Edito du Maire – Septembre 2018 – Un éco-quartier à La Garenne : Histoire d’une négociation

Je voudrais débuter cette année scolaire par une très bonne nouvelle pour La Garenne. Depuis une centaine d’années, le bureau d’étude de la société PSA occupait un très grand terrain à La Garenne, situé le long de la rue des Fauvelles.

Il y a un an, le groupe a décidé de quitter La Garenne pour regrouper ses activités à Poissy, tout en conservant sa succursale dans notre commune. Quelques mois plus tard, PSA nous informait qu’il s’apprêtait effectivement à vendre son terrain à Engie. Le projet d’Engie est très beau : il consiste en la construction d’un campus qui accueillera toutes les activités « développement durable » du groupe.

Mais pour la commune, ce projet n’était pas suffisant. Dans notre esprit, le déménagement de PSA devait être  une opportunité unique d’améliorer tout le quartier, et d’organiser en particulier le relogement et la modernisation du dépôt d’autobus voisin.

Nous avons donc indiqué à PSA que nous soutiendrions le projet d’installation d’Engie, qui apportera plusieurs milliers d’emplois à la commune (et donc autant de clients pour nos commerces), à plusieurs conditions. Parmi ces conditions, nous souhaitions que soit rétrocédé gratuitement à la commune un parc de deux hectares (qui est une surface considérable en pleine ville), que le dépôt de bus soit enfoui au moins partiellement, que des voiries et des équipements publics soient prévus à la charge de l’aménageur, et que le nouveau quartier, compris grossièrement entre la rue des Fauvelles, la rue Jules Ferry, la rue Pasteur et le Boulevard National, soit ouvert sur le reste de la commune. Toutes ces conditions ont été finalement acceptées.

Nous avons demandé que les trottoirs de la rue des Fauvelles et du Boulevard National soient élargis, qu’une crèche, un établissement scolaire et deux gymnases soient financés par le projet.

Les parties (Engie, PSA, RATP, l’Etat) ont également accepté que le futur quartier réponde aux critères d’un éco-quartier.

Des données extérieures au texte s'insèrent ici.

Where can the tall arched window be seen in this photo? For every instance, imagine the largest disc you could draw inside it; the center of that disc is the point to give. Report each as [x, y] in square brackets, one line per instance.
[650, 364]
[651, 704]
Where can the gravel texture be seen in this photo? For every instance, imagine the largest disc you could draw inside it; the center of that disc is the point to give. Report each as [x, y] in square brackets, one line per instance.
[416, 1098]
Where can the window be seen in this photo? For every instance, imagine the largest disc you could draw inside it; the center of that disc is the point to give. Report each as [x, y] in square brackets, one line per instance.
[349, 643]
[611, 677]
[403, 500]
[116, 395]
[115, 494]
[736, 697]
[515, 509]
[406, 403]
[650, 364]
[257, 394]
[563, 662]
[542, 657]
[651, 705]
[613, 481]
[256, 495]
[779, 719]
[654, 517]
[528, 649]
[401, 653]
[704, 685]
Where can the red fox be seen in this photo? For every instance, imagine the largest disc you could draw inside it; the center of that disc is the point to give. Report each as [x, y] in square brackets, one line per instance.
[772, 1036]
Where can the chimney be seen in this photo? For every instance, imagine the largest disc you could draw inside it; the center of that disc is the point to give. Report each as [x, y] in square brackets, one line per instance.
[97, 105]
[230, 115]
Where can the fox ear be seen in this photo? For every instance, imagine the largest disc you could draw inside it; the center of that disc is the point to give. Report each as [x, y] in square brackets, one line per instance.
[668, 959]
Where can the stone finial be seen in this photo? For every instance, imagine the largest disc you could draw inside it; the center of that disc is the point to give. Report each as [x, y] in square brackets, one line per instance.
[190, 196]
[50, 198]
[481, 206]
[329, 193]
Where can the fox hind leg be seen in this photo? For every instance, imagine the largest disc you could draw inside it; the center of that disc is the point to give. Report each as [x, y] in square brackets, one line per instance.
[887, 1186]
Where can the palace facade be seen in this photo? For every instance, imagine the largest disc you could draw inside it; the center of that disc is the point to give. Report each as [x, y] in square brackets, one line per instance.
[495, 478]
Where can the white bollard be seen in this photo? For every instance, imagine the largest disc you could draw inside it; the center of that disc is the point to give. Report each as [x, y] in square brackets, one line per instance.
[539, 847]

Enfin, la société Nexity, qui construira pour Engie, nous soumettra un volume de 10 à 20 000 m2 afin d’y accueillir un établissement scolaire de second degré. Dans mon esprit, j’aimerais que La Garenne accueille un collège et/ou un lycée international.

Le projet mettra sans doute une dizaine d’années à se faire complètement. Mais dès 2022, les premiers bâtiments Engie verront le jour, ainsi qu’un hôtel qui sera situé sur le boulevard National. Il y aura aussi quelques logements repartis autour du parc et des commerces. Le grand parc verra le jour à ce moment et nous avons obtenu l’accord de principe d’Engie pour que son propre parc puisse être partiellement accessible au public, agrandissant d’autant le notre.

Je ne cache pas que pour imposer nos conditions aux différents partenaires, la Ville a du menacer de préempter le terrain et de bloquer toute l’opération. La négociation a été dure mais nous avons eu gain de cause pour le plus grand bénéfice de la commune. La fermeté a payé.

Les différents acteurs ont accepté de se partager la charge financière des exigences de la commune. L’Etat, d’abord sceptique sur la capacité de la Ville à imposer ses vues, nous a finalement accompagné quand il a compris notre détermination. Dans la partie qui s’est jouée, le soutien de l’établissement de la Défense  avec son président Patrick Devedjian a été capital.

Je vous tiendrai personnellement au courant de l’évolution de ce très beau projet qui connaîtra des adaptations tout au long de sa réalisation. Comme je l’ai fait dans cette première étape de négociation, vous pouvez compter sur ma vigilance et ma détermination à faire de ce quartier un magnifique endroit.